Tuesday is always a long day because of supervised visits with their families. I am so grateful for the extra hands around the house. I am also amazed, not surprised by the wonderful support system of friends that have offered meals, laundry help, transportation, etc.. Sometime its hard living away from family and that makes friends so much more important. I ask friends to save up for next week since Gram is here this week. Gram's going to need a vacation next week.
I am dreading the visit today. Mommy is suppose to be there and the kids haven't seen her in several weeks. Now they are going to be even more confused. I keep hoping she won't show, I know, that's not very nice of me. Sometimes after listening to a 3 year old cry because he is so confused about his little life, you don't feel very nice towards the person that did this to him. As I'm making the 45 minute drive with the 3 kids I decide that I'm just going to stay for the visit. And I do. I did have to step out in the hallway 2 times because I had to sniff back the tears. During the visit with mommy(whose raised KK & Z), A huddles in my lap. KK snuggles with me some, too. Z wants nothing to do with me and only wants Mommy. I listen as she tells them things that I know are not true. Its hard but I stay in the kind, caring mode. I want to scold her and tell her how badly these children are hurting. I decide it won't help. It begins to turn into a crying disaster as mommy is leaving but I say, "Isn't grandma bringing presents?" And they all regain control.
The visit with the grandparents(A's parents) is the 2nd part of my hallway walk to make sure I don't cry. I thought I would leave during this part of the visit and make my way to DQ for a buster bar therapy. Nope. Z won't let me leave. If he cannot see me, he is saying "NINA!" KK is also looking to me. I try to take the 2 of them out of the room so that A can have time alone with them. A gets a look of panic in her eyes and I have to tell her that I am not leaving her. We venture down to the bathroom. Helping KK and Z is crawling on the floor between the stalls. Ok, he's on the pottie. Great! He was pottie trained before he came to my house but that has fallen to the way side. Not great. I open the door and a hunk of sh** is on the floor, on the seat and on his pants. Scrub the waistband of his pants in the sink.
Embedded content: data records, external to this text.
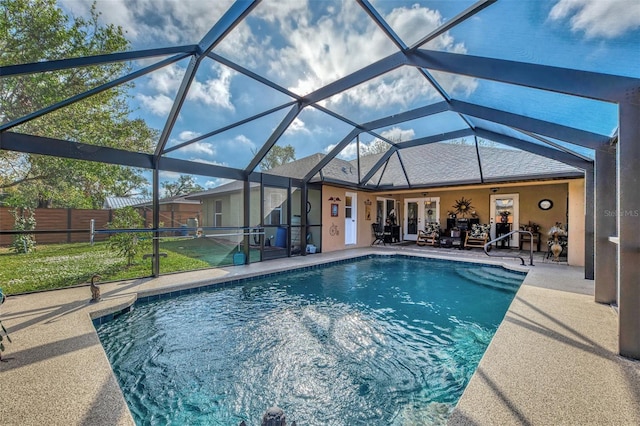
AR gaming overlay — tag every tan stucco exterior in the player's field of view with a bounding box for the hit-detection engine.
[320,179,586,266]
[195,178,586,266]
[567,179,586,266]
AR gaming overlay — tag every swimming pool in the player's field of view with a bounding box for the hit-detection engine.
[96,256,525,425]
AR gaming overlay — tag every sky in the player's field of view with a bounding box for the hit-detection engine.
[55,0,640,190]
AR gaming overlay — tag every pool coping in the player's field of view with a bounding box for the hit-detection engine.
[91,252,527,326]
[1,247,638,425]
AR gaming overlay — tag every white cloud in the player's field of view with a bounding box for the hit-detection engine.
[159,170,181,180]
[178,130,201,141]
[241,2,477,109]
[145,63,185,95]
[549,0,640,39]
[190,158,227,167]
[283,118,311,136]
[379,127,415,143]
[138,94,173,116]
[325,141,358,160]
[205,178,232,188]
[60,0,235,45]
[64,1,476,115]
[138,62,235,114]
[232,135,256,149]
[181,142,216,157]
[326,127,416,160]
[188,65,235,110]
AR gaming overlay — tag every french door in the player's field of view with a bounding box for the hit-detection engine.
[489,193,520,247]
[404,197,440,241]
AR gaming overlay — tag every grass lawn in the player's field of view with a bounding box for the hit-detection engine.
[0,241,209,295]
[0,236,266,295]
[161,236,261,265]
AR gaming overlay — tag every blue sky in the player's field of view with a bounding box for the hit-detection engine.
[57,0,640,190]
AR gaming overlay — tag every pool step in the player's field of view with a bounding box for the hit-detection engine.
[475,267,525,286]
[456,268,523,293]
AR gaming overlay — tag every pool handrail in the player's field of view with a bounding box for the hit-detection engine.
[484,229,534,266]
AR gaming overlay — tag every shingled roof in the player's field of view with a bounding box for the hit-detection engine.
[190,142,581,198]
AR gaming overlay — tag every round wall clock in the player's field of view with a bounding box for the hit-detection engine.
[538,199,553,210]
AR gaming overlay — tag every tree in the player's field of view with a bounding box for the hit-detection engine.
[0,0,157,208]
[161,175,205,197]
[361,138,391,155]
[257,145,296,170]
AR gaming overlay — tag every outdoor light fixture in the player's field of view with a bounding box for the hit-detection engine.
[335,197,341,202]
[328,196,334,201]
[490,188,499,193]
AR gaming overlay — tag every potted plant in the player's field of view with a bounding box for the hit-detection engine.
[548,222,568,261]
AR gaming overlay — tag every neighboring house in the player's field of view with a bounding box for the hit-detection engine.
[104,196,202,229]
[188,144,585,264]
[102,196,153,209]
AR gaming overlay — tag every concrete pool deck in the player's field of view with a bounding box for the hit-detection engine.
[1,247,638,425]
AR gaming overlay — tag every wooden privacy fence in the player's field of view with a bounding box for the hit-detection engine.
[0,207,112,246]
[0,207,201,246]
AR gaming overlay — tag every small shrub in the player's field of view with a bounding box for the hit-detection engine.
[10,208,36,254]
[106,207,150,266]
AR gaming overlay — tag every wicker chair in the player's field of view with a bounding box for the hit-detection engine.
[416,222,440,246]
[464,223,491,250]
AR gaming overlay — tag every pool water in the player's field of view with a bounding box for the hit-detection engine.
[97,256,524,425]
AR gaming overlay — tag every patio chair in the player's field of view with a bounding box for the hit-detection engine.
[464,223,491,250]
[416,222,440,246]
[372,222,386,245]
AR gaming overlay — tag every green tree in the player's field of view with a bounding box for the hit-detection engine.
[0,0,157,208]
[106,206,148,267]
[161,175,205,197]
[257,145,296,170]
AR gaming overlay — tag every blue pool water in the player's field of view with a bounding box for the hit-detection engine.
[96,256,525,425]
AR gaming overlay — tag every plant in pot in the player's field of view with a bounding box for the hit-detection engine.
[548,222,568,262]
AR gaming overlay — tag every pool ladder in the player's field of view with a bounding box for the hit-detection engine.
[484,230,534,266]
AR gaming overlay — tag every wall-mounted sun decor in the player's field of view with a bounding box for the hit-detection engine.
[453,197,474,218]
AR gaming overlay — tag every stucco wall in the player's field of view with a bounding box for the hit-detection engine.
[320,181,584,259]
[568,179,586,266]
[321,187,348,252]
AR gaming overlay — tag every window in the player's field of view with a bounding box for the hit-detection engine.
[377,197,396,224]
[214,200,222,227]
[266,191,283,225]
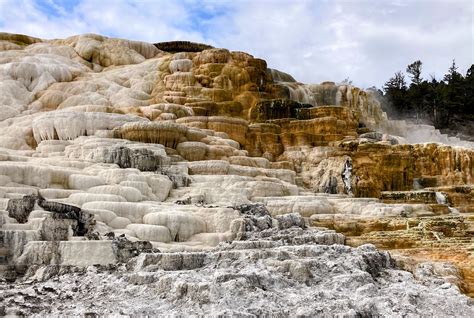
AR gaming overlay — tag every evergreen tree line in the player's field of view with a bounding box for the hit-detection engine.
[372,60,474,130]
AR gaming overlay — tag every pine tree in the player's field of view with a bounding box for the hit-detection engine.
[383,71,408,116]
[443,59,465,118]
[443,59,460,82]
[464,65,474,115]
[406,60,423,85]
[384,71,407,91]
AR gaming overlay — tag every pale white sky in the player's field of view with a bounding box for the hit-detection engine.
[0,0,472,88]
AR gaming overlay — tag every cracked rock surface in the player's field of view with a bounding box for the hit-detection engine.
[1,237,473,316]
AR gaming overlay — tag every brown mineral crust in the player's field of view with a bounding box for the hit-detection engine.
[394,248,474,298]
[312,213,474,297]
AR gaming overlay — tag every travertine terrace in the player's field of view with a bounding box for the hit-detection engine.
[0,33,472,315]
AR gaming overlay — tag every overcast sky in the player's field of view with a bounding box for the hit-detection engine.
[0,0,472,88]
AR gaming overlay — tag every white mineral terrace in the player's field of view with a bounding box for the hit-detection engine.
[0,33,472,316]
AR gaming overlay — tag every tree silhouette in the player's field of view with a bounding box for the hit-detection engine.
[406,60,423,85]
[380,60,473,134]
[383,71,408,116]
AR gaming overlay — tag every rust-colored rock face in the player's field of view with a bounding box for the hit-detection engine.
[0,33,473,304]
[312,213,474,296]
[347,143,473,198]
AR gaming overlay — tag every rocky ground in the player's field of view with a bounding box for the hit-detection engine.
[2,227,473,316]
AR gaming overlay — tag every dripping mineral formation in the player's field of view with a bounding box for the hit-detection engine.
[0,33,473,316]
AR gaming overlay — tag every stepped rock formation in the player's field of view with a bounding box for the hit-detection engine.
[0,33,473,315]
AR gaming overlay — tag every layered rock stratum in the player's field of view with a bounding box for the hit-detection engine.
[0,33,473,316]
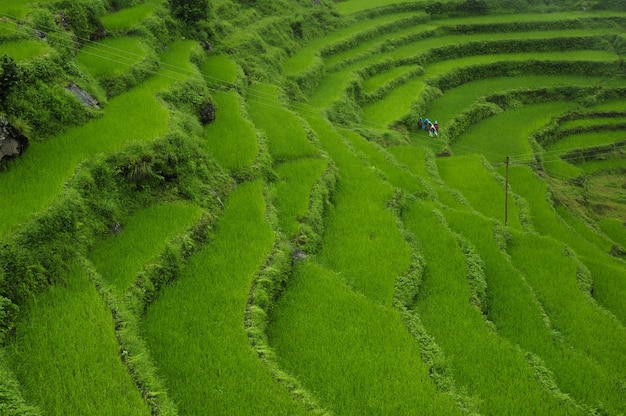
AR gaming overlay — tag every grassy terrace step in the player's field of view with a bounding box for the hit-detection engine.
[452,102,577,163]
[0,39,49,62]
[404,201,586,415]
[76,36,152,79]
[268,261,464,415]
[201,53,239,88]
[141,180,309,415]
[305,116,408,305]
[0,40,196,237]
[203,90,258,173]
[101,0,162,32]
[282,11,423,77]
[425,75,608,127]
[444,208,626,414]
[274,158,328,239]
[340,129,426,194]
[437,154,522,229]
[247,83,318,161]
[271,115,467,413]
[89,201,202,295]
[327,21,622,72]
[507,232,626,385]
[546,129,626,158]
[504,165,626,327]
[334,0,418,15]
[7,260,150,416]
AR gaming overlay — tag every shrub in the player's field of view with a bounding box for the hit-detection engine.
[168,0,209,23]
[0,54,19,104]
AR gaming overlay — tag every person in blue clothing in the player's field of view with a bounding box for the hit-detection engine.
[423,118,430,130]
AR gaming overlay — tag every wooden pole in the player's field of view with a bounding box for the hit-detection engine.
[505,156,509,227]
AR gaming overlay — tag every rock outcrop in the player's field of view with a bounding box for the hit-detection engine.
[0,116,28,161]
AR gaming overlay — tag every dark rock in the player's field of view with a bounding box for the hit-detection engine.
[292,248,307,261]
[90,24,106,41]
[200,40,213,51]
[66,83,99,108]
[0,116,28,161]
[199,101,216,125]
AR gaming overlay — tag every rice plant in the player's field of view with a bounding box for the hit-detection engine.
[273,158,327,238]
[403,200,586,416]
[0,40,48,62]
[202,89,258,172]
[6,260,150,416]
[201,53,238,87]
[141,180,309,415]
[268,260,465,415]
[437,154,522,229]
[247,83,318,161]
[76,37,150,79]
[445,208,626,414]
[89,201,202,294]
[101,0,161,32]
[507,231,626,386]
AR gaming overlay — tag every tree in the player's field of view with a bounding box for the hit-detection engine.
[168,0,209,23]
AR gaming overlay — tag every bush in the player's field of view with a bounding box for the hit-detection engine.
[168,0,209,23]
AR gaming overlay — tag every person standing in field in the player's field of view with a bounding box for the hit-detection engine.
[418,117,423,130]
[429,123,438,137]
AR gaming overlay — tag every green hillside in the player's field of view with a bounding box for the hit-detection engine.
[1,0,625,414]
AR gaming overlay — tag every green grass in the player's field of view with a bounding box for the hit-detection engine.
[202,90,258,172]
[444,208,626,414]
[507,232,626,383]
[334,0,418,15]
[599,217,626,247]
[201,53,239,87]
[426,75,603,126]
[76,37,149,79]
[341,128,426,193]
[0,39,49,62]
[0,41,196,237]
[0,0,56,19]
[558,116,626,130]
[282,11,419,76]
[268,260,465,415]
[453,102,577,163]
[437,154,523,229]
[404,201,586,416]
[89,201,202,294]
[387,144,429,178]
[547,129,626,153]
[503,165,626,325]
[7,260,150,416]
[141,180,309,415]
[247,83,318,161]
[101,0,162,31]
[306,116,410,305]
[274,158,327,238]
[362,77,425,128]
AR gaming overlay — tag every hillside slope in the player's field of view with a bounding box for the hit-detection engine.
[1,0,626,415]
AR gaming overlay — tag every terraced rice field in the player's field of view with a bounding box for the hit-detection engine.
[1,0,625,415]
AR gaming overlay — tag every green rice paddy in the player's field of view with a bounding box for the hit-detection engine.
[77,36,150,78]
[0,39,48,62]
[101,0,163,32]
[2,1,626,415]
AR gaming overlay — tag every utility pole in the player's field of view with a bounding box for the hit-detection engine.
[505,156,509,227]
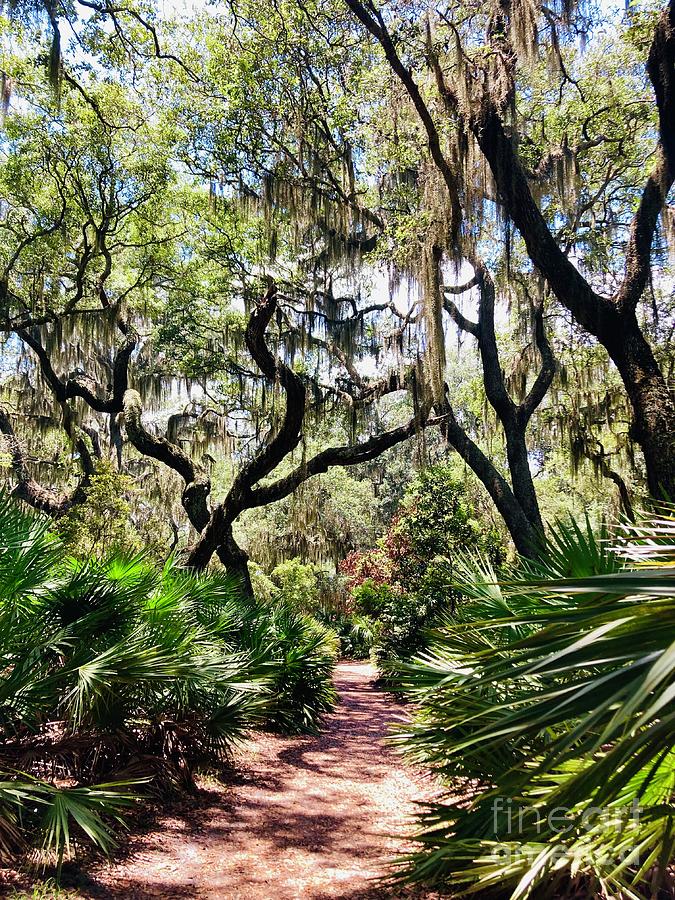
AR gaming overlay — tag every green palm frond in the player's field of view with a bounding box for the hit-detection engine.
[0,774,143,870]
[394,510,675,898]
[0,493,337,872]
[38,780,140,868]
[527,515,623,580]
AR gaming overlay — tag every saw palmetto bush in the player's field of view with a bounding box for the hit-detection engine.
[393,514,675,899]
[0,494,337,870]
[237,601,338,733]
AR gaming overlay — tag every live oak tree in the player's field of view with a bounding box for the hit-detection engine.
[0,32,445,587]
[0,0,671,583]
[159,0,569,555]
[339,0,675,500]
[167,0,674,554]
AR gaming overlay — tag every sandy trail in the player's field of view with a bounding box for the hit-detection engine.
[19,662,441,899]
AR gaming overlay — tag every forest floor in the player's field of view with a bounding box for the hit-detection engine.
[3,662,445,899]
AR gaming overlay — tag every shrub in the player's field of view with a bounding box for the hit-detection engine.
[314,608,379,659]
[341,548,393,590]
[234,600,338,733]
[270,557,320,611]
[55,460,144,559]
[384,466,503,588]
[249,562,277,603]
[351,577,397,618]
[342,467,504,665]
[391,514,675,898]
[0,494,337,870]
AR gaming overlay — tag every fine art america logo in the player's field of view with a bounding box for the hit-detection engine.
[489,797,644,866]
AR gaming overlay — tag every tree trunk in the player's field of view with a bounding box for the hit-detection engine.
[604,310,675,500]
[443,257,550,546]
[505,423,544,532]
[218,524,254,597]
[344,0,674,504]
[439,402,540,557]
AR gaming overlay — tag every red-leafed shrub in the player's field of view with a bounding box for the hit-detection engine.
[340,547,393,590]
[339,466,505,664]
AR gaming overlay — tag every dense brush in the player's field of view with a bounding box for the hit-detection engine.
[0,493,337,871]
[392,513,675,898]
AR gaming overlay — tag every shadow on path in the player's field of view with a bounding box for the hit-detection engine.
[19,663,443,900]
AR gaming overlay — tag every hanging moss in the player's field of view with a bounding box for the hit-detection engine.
[662,205,675,267]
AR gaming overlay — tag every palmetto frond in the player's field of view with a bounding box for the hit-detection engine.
[0,494,337,870]
[394,511,675,898]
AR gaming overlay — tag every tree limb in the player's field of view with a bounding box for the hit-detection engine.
[16,325,136,414]
[186,281,307,575]
[443,296,479,337]
[443,275,479,295]
[249,409,435,508]
[122,390,212,533]
[237,281,307,488]
[436,398,539,557]
[470,104,613,336]
[0,408,88,515]
[519,299,557,424]
[615,0,675,311]
[343,0,463,244]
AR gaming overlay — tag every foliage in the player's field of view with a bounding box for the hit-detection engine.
[55,461,144,559]
[270,557,320,612]
[8,880,82,900]
[391,514,675,898]
[266,557,378,660]
[0,0,669,579]
[239,466,379,572]
[341,550,393,591]
[0,494,337,868]
[0,7,671,891]
[241,602,338,733]
[249,562,277,603]
[351,578,397,618]
[314,608,380,660]
[342,465,505,663]
[385,466,504,587]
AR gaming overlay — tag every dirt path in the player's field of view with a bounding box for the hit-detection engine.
[32,662,441,899]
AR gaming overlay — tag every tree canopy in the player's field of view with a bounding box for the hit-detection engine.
[0,0,672,583]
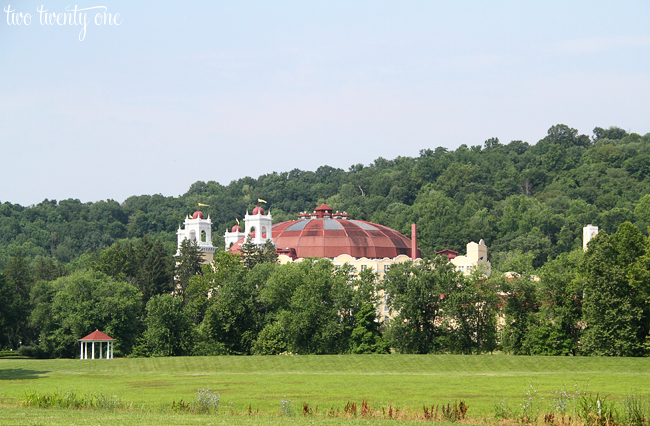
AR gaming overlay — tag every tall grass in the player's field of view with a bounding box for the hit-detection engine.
[15,384,650,426]
[21,389,131,410]
[491,380,650,426]
[623,395,647,426]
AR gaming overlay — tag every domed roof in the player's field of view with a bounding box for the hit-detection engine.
[231,225,242,233]
[252,206,264,215]
[230,215,420,259]
[192,210,204,219]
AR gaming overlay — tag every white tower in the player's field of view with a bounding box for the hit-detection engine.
[244,206,273,245]
[176,210,216,263]
[583,224,599,251]
[224,223,245,250]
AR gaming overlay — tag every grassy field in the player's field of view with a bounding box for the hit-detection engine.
[0,406,455,426]
[1,354,649,425]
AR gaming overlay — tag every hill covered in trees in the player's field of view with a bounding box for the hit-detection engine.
[3,123,650,358]
[2,124,649,272]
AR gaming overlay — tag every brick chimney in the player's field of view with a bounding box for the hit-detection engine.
[411,223,418,260]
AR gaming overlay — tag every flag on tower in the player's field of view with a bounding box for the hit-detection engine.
[198,203,210,207]
[258,198,267,204]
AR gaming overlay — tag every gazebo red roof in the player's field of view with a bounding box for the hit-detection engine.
[79,330,114,341]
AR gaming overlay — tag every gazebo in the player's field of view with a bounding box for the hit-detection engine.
[79,330,115,360]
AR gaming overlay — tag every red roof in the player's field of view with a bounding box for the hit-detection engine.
[192,210,204,219]
[79,330,114,341]
[231,218,421,259]
[436,249,459,260]
[252,206,264,215]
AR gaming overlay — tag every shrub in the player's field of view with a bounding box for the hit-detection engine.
[193,387,220,413]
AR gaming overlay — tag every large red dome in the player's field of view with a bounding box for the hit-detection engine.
[230,217,420,259]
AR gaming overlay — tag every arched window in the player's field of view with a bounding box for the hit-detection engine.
[261,226,267,239]
[250,226,256,236]
[189,230,196,241]
[201,230,207,242]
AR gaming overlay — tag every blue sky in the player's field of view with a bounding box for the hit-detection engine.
[1,1,649,206]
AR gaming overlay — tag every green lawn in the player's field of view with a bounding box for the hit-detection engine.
[1,354,649,424]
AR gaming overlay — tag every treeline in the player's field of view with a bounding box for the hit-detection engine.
[3,221,650,357]
[2,125,650,273]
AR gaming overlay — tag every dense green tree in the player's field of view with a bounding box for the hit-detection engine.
[95,238,173,308]
[581,222,650,356]
[3,254,34,346]
[252,321,287,355]
[186,250,243,323]
[271,259,355,354]
[138,294,194,357]
[30,256,65,282]
[593,126,628,141]
[350,302,390,354]
[174,239,203,301]
[202,263,274,355]
[529,250,585,355]
[351,267,381,308]
[500,275,539,355]
[383,257,460,354]
[30,270,142,358]
[444,273,499,354]
[0,272,17,349]
[135,238,174,305]
[240,237,278,270]
[634,194,650,235]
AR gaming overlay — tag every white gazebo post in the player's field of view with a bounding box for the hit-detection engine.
[79,330,116,360]
[80,342,83,360]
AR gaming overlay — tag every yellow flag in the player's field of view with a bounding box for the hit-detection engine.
[236,218,240,225]
[258,198,267,204]
[198,203,210,207]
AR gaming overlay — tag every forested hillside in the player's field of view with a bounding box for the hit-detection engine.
[2,124,649,272]
[3,123,650,358]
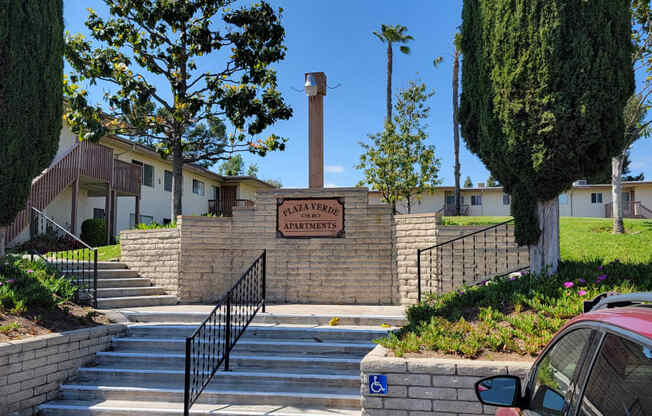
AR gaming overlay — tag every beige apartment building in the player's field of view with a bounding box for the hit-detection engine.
[6,125,273,247]
[369,181,652,218]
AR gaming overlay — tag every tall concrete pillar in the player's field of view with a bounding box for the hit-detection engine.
[305,72,326,189]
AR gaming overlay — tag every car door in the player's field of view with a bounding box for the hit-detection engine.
[520,327,600,416]
[575,331,652,416]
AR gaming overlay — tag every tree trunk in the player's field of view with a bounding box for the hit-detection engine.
[407,195,411,214]
[171,144,184,220]
[452,50,461,217]
[0,226,6,257]
[612,154,625,234]
[529,197,560,276]
[386,42,393,122]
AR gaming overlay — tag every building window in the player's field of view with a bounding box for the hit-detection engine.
[591,192,603,204]
[503,194,510,205]
[93,208,105,219]
[129,214,154,228]
[132,160,154,187]
[164,170,173,192]
[192,179,205,196]
[559,193,569,205]
[446,195,464,205]
[471,195,482,206]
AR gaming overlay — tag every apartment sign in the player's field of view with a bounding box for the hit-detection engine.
[277,198,344,238]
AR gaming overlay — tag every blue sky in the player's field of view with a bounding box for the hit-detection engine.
[63,1,651,188]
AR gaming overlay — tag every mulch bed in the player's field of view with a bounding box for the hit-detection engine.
[0,302,110,342]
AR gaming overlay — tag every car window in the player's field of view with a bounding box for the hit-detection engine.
[526,329,595,416]
[579,334,652,416]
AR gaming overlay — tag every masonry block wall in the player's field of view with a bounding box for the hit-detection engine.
[0,324,127,416]
[120,228,180,296]
[361,345,531,416]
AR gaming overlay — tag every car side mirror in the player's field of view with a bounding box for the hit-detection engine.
[475,375,522,407]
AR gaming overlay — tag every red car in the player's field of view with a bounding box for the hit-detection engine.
[475,292,652,416]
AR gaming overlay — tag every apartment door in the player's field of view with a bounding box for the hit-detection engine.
[221,186,237,216]
[622,190,632,216]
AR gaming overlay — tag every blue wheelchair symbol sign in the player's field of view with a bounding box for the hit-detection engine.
[368,375,387,395]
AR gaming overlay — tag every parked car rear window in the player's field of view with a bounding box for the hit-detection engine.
[579,334,652,416]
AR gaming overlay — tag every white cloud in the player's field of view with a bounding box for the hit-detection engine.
[325,183,338,188]
[325,165,345,174]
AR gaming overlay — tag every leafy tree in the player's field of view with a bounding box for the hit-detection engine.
[218,154,245,176]
[463,176,473,188]
[460,0,634,274]
[373,24,413,121]
[64,0,293,219]
[486,174,498,188]
[452,32,463,216]
[247,163,259,177]
[265,179,282,188]
[0,0,64,256]
[357,81,441,214]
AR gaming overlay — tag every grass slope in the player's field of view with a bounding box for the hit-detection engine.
[380,217,652,359]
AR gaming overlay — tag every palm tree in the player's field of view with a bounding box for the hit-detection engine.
[452,33,462,216]
[373,24,413,121]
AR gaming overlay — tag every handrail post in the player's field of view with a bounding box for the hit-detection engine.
[183,337,191,416]
[417,248,421,303]
[224,292,231,372]
[262,250,266,313]
[93,249,98,308]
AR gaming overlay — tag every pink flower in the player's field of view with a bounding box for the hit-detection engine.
[7,279,14,284]
[597,274,607,281]
[0,282,2,287]
[520,271,527,276]
[578,278,586,284]
[578,290,587,296]
[509,276,517,281]
[27,270,33,274]
[564,282,574,289]
[598,265,603,271]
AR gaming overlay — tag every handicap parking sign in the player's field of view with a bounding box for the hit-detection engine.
[368,375,387,395]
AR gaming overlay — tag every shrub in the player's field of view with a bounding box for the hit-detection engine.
[134,221,176,230]
[80,219,107,247]
[0,255,77,313]
[10,229,81,254]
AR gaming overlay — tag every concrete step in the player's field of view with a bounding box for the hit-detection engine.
[111,337,375,357]
[96,278,154,289]
[95,351,361,374]
[71,368,360,389]
[97,287,166,298]
[52,261,128,270]
[126,324,387,343]
[56,384,362,408]
[60,269,141,279]
[122,311,407,327]
[38,400,361,416]
[96,295,178,309]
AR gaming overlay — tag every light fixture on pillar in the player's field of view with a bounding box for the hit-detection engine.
[305,72,326,189]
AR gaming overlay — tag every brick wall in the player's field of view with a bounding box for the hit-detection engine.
[120,228,180,296]
[0,324,127,416]
[361,345,531,415]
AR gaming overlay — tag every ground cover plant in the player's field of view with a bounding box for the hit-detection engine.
[43,243,121,262]
[0,255,108,340]
[379,218,652,359]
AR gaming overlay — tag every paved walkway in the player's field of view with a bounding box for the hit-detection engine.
[114,303,407,317]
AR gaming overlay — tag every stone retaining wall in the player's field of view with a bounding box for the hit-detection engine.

I have a clean pull-up. Then I go tell the cps office people that there is a mess in the bathroom. 2 of them sit there and stare at me blankly. I repeat myself 3 times. I want to say, "I am not one of them. I am the foster mom. I have a college education. I do not clean sh** off the floor in your office's bathroom." But, I don't. I stay in nice foster-mommy mode. Our case manager is out sick. Another one comes and asks me about the mess. I even am so nice that I say that I can clean it up if I have the products. Nope, she says, I'm cleaning up enough after the kids. She makes the grandma leave the visit to go clean it up. Of course grandma willingly and with the kind of grace that I see daily in A, takes care of the job. Did I mention I was having a crappy day?
What kind of crap is this? These children are so confused. I am an emotional wreck as I witness this struggle of watching the kids try to figure out who to turn to. I hate this.
We leave the visit with new pillow pets, dolls, and a bag of powdered donuts. We have survived and everyone wants to willingly get in my van.
My heart hurts so much for them. A's grandma is telling them to be extra good for Nina. They are all so good. So sweet. I love them.
Speaking of crap, my home group will be so pleased that their prayers are working. Todd changed a poopie pull-up at 5 a.m. Gods is great. My husband is good.